Pup is source-available under the Functional Source License (FSL-1.1-Apache-2.0). You may read, run, self-host, modify, and contribute to it freely. The only restriction is a Competing Use — you may not offer Pup (or a substantially similar service) as a commercial product that competes with the maintainers. Each release automatically converts to the permissive Apache License 2.0 two years after it is published.

This is an open-core model: the engine is open; a hosted commercial layer (team dashboard, history, SSO, policy, compliance, managed inference) is the business. Not legal advice — consult a lawyer for your use.

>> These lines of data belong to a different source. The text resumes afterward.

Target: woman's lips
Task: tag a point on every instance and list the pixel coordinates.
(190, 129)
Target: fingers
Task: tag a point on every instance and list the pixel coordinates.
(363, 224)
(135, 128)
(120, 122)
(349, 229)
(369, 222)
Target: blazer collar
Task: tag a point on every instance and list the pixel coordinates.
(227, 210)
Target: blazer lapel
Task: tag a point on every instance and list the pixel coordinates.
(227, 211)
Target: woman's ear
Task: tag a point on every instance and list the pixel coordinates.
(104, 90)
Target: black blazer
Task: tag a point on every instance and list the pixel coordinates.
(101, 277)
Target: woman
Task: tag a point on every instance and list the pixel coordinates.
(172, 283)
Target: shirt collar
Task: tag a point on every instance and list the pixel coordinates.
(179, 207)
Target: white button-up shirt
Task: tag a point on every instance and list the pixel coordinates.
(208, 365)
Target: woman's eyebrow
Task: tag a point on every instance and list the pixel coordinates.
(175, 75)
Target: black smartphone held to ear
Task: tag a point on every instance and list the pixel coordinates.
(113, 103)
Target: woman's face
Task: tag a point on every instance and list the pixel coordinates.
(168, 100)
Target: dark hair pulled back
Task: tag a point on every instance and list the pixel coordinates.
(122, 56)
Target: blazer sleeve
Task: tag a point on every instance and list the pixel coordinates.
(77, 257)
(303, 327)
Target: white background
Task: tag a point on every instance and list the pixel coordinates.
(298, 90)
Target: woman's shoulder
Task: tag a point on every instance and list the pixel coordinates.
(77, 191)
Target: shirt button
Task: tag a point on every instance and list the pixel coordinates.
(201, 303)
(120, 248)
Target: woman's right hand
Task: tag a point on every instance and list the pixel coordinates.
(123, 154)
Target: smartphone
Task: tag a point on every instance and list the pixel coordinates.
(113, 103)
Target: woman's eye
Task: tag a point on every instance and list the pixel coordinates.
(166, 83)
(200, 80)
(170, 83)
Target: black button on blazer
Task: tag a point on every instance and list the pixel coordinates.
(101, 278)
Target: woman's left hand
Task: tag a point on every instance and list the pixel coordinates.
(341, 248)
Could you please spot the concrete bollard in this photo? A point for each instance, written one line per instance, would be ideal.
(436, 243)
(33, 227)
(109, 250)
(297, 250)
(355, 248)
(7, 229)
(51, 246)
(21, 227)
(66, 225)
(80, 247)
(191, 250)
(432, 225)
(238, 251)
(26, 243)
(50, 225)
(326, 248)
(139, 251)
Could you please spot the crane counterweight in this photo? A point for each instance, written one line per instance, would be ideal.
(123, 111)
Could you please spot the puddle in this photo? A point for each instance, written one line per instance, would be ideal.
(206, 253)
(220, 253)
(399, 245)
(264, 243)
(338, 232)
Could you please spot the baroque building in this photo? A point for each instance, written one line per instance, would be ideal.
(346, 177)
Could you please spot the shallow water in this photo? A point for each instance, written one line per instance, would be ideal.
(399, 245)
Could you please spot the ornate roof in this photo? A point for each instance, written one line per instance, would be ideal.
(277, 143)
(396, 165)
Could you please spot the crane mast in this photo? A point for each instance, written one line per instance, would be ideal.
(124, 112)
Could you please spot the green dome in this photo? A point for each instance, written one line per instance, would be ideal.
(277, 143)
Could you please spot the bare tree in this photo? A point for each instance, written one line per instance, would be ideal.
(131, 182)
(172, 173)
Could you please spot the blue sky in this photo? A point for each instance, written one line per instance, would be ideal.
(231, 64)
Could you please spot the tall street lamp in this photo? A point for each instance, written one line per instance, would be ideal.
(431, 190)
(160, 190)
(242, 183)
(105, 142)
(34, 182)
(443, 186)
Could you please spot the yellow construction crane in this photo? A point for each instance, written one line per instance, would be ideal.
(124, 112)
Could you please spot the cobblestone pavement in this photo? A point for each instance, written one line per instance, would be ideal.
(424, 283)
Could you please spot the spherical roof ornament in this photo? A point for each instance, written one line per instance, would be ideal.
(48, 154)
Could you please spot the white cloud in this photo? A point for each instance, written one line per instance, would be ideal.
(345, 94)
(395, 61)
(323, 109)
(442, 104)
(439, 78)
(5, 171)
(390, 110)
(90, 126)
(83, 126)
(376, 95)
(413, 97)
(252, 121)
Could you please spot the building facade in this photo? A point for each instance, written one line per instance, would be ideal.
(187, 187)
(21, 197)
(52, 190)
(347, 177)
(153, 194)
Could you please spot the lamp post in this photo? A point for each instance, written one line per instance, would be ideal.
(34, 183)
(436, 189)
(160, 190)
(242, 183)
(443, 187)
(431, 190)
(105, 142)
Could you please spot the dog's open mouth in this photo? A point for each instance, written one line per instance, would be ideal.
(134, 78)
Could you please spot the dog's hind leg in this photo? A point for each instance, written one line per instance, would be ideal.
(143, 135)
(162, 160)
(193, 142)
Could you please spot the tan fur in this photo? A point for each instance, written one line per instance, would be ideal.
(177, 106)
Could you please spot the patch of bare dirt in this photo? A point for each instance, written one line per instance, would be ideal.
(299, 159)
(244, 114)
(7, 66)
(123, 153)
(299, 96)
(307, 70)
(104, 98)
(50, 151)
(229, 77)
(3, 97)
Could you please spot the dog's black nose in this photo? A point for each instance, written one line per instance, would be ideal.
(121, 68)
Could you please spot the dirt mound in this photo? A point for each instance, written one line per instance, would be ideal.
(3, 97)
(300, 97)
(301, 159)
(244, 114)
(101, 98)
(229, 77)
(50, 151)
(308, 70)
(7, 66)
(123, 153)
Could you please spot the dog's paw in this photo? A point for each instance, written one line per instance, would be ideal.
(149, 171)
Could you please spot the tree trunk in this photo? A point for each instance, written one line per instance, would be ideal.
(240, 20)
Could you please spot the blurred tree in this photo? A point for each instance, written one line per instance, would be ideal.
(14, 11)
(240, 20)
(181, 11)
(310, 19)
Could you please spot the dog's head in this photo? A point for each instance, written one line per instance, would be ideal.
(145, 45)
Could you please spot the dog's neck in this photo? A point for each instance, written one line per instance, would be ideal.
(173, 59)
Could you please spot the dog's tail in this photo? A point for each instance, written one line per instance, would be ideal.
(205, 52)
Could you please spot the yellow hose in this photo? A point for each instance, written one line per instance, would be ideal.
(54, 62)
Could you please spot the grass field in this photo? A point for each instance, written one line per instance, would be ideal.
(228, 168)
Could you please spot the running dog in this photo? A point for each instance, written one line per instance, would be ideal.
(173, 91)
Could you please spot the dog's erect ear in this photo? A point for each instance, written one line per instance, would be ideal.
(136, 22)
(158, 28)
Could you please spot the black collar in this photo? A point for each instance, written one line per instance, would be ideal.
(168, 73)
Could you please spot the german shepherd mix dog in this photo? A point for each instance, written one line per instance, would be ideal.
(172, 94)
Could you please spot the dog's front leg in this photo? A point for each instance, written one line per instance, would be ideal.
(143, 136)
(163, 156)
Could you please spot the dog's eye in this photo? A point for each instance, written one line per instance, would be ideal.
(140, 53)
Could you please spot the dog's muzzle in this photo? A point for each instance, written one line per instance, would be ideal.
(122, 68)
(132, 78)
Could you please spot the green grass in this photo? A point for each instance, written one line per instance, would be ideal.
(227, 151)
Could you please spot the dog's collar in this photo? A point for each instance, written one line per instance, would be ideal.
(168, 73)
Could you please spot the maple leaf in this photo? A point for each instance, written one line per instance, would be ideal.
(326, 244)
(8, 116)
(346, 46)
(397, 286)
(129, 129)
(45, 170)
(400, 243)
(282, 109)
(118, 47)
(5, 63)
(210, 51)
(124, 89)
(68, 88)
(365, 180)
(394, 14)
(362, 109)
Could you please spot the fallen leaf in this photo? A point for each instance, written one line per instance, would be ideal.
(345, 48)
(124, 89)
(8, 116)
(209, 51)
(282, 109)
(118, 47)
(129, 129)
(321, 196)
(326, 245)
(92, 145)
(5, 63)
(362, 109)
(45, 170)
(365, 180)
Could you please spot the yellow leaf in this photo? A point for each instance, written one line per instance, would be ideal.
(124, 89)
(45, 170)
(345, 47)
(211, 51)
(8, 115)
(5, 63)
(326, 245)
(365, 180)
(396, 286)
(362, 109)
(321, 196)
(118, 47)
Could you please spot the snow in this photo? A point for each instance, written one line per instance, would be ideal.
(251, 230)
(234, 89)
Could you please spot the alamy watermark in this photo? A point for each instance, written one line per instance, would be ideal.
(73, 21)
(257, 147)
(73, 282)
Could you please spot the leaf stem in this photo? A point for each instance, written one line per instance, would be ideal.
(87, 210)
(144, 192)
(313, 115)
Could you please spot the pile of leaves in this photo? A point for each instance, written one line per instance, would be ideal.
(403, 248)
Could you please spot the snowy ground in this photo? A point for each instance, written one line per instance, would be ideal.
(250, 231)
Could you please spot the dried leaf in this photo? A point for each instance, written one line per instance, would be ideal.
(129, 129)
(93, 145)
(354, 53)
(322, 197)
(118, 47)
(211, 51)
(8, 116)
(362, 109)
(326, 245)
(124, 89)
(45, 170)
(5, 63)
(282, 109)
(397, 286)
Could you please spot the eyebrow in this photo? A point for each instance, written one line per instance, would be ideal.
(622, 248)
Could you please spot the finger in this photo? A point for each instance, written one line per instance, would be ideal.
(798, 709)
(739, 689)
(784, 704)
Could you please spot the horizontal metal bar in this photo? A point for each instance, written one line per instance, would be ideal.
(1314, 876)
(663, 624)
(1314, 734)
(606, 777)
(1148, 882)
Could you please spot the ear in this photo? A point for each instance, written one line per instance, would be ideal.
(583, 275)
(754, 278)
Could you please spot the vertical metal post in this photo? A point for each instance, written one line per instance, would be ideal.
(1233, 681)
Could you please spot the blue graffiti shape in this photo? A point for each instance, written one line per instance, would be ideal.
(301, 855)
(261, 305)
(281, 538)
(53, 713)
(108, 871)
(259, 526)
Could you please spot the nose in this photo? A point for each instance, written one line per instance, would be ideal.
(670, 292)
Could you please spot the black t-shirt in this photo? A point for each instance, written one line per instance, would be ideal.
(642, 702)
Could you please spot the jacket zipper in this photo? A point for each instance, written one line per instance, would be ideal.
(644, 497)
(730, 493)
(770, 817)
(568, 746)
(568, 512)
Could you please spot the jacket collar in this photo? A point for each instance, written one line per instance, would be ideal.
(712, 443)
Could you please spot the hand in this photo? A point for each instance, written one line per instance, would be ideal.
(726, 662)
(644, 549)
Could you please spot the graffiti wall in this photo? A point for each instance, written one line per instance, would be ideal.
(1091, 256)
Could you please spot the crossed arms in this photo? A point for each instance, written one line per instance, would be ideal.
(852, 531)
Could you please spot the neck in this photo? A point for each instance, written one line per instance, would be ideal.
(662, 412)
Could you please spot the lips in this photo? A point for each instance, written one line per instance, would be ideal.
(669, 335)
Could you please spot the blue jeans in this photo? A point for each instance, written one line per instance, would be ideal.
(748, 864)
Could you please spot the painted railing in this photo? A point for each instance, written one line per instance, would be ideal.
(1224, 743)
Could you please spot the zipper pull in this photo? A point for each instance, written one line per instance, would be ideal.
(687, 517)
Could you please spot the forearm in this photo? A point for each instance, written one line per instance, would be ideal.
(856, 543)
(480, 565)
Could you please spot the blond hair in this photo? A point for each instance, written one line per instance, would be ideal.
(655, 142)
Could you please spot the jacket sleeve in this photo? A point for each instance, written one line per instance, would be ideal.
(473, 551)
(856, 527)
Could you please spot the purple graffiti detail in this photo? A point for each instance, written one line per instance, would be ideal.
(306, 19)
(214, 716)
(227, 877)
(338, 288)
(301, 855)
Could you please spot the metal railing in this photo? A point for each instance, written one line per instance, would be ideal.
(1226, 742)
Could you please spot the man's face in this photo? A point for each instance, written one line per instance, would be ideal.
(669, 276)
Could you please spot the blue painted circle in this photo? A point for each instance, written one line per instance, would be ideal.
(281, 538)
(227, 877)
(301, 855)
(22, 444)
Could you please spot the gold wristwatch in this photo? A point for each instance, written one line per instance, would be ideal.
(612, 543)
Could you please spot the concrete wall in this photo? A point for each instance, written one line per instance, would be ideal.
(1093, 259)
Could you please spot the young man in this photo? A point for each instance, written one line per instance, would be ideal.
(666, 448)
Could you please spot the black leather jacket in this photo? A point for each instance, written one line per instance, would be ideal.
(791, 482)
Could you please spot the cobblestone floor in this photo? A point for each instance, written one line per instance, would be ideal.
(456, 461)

Limitations (what Pup does not do — yet)

About the engine

Non-deterministic. It's LLM-based; the same code can produce slightly different findings or wording across runs. CI gating works on exit codes, but treat findings as an expert review, not a formal proof — verify the criticals and highs.
Not sound static analysis. No formal taint/dataflow; Pup reasons over code it navigates. Heavy reflection, dynamic dispatch, or metaprogramming can cause both false negatives and false positives.
Your code is sent to an LLM provider (Anthropic/OpenAI/…) — unless you run a local model (Ollama/vLLM) for air-gapped/private use.

Coverage

Coverage = what's detected. Undetected entry points (exotic frameworks, dynamic route registration) aren't analyzed. Non-JS/TS detection is heuristic, not full AST (JS/TS gets ts-morph depth).
Reachable-first by default. The high-confidence findings come from code reachable from detected entry points. Risky code that no entry point reaches isn't in that proven-exploitable set — but you can opt in with --latent, which surfaces inherently dangerous sinks (eval, exec, deserialization, dynamic SQL, weak crypto) anywhere in the repo at reduced severity (it flags for review; it doesn't prove exploitability). Non-HTTP reachability still isn't traced.
Scan-path scoped. Only files under the path you scan are indexed. In a monorepo, code imported from outside that directory (e.g. ./backend importing ../shared) isn't seen — scan the directory, or the repo root, that contains everything relevant.
HTTP entry points only — no message queues, gRPC, WebSockets, CLI, or cron/worker surfaces.
No mobile client (iOS/Android/RN), no DAST, no client-side/DOM-XSS, no IaC/container/cloud-config, no license compliance.

Dependencies

SCA/SBOM cover npm/PyPI/Maven/Go, but depth needs a lockfile (without one, versions may be ranges and transitive deps incomplete). --diff scoping is npm-only today.

Cost & maturity

A full baseline of a large app is a real spend — but nothing compared to what products charge today (~$7 for 20 complex Juice Shop endpoints on Claude Opus). Use a one-time baseline + cheap incremental MR scans, or a cheaper/local model. See What it costs to run.
Early-stage (v0.2). Expect rough edges and breaking changes.